Net favorable prior accident year reserve development of $38 in 2006 included a $53 reduction in prior accident year reserves for auto
liability claims related to accident years 2003 to 2005 and a $23 reduction in hurricane catastrophe reserves related to the 2004 and 2005
hurricanes, partially offset by a $30 increase in reserves for personal auto liability claims due to an increase in estimated severity on
claims where the Company is exposed to losses in excess of policy limits.
Operating expenses increased by $17
The expense ratio decreased by 0.3 points, to 22.4, in 2007, due largely to an increase in insurance operating costs and expenses. Omni
accounted for $9 of insurance operating costs and expenses in 2006. Excluding Omni, insurance operating costs and expenses increased
by $31, or 14%, primarily due to the effect of a $19 reduction of estimated Citizen's assessments in 2006 related to 2005 Florida
hurricanes. Also contributing to the increase in insurance and operating costs was an increase in AARP distribution costs and other
insurance operating costs, partially offset by lower IT costs.
Omni accounted for $30 of amortization of deferred policy acquisition costs in 2006. Excluding Omni, amortization of deferred policy
acquisition costs increased by $25, or 4%, driven primarily by the increase in earned premium.
Year ended December 31, 2006 compared to the year ended December 31, 2005
Underwriting results decreased by $31, from $460 to $429, with a corresponding 1.3 point increase in the combined ratio, from 87.3 to
88.6, due to:
Change in underwriting results
Earned premiums
An increase in earned premium, excluding a decrease in catastrophe treaty reinstatement premium $ 119
An increase in earned premium due to a decrease in catastrophe treaty reinstatement premium 31
Increase in earned premiums 150
Losses and loss adjustment expenses
Volume change — Increase in current accident year loss and loss adjustment expenses before catastrophes
due to the increase in earned premium
(75)
Ratio change — Excluding the effect of catastrophe treaty reinstatement premium, an increase in the current
accident year non-catastrophe loss and loss adjustment expense ratio before catastrophes
(30)
Total increase in current accident year loss and loss adjustment expenses before catastrophes (105)

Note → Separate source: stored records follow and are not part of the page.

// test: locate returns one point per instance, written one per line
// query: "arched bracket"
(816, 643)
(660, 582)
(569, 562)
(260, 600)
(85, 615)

Catastrophes — Increase in current accident year catastrophe losses (22)
Reserve changes — Decrease in net favorable prior accident year reserve development (57)
Increase in losses and loss adjustment expenses (184)
Operating expenses
Increase in amortization of deferred policy acquisition costs (41)
Decrease in insurance operating costs and expenses 44
Net decrease in operating expenses 3
Decrease in underwriting results from 2005 to 2006 $
(31)
Earned premium increased by $150
Personal Lines earned premium increased by $150, or 4%, to $3,760, in part due to $31 of catastrophe treaty reinstatement premium
recorded as a reduction of earned premium in 2005. Refer to the earned premium discussion for a description of the increase in earned
premium.
Losses and loss adjustment expenses increased by $184
Current accident year loss and loss adjustment expenses before catastrophes increased by $105
Personal Lines current accident year loss and loss adjustment expenses before catastrophes increased by $105 in 2006, to $2,396, due to
an increase in earned premium and an increase in the current accident year loss and loss adjustment expense ratio before catastrophes.
Excluding the effect of catastrophe treaty reinstatement premium, the current accident year loss and loss adjustment expense ratio before
catastrophes increased by 0.9 points, to 63.8, due to an increase in non-catastrophe property loss costs for homeowners, primarily driven
by an increase in claim severity, and an increase in the loss and loss adjustment expense ratio for auto liability claims, partially due to a
shift to more Dimensions product business within Agency.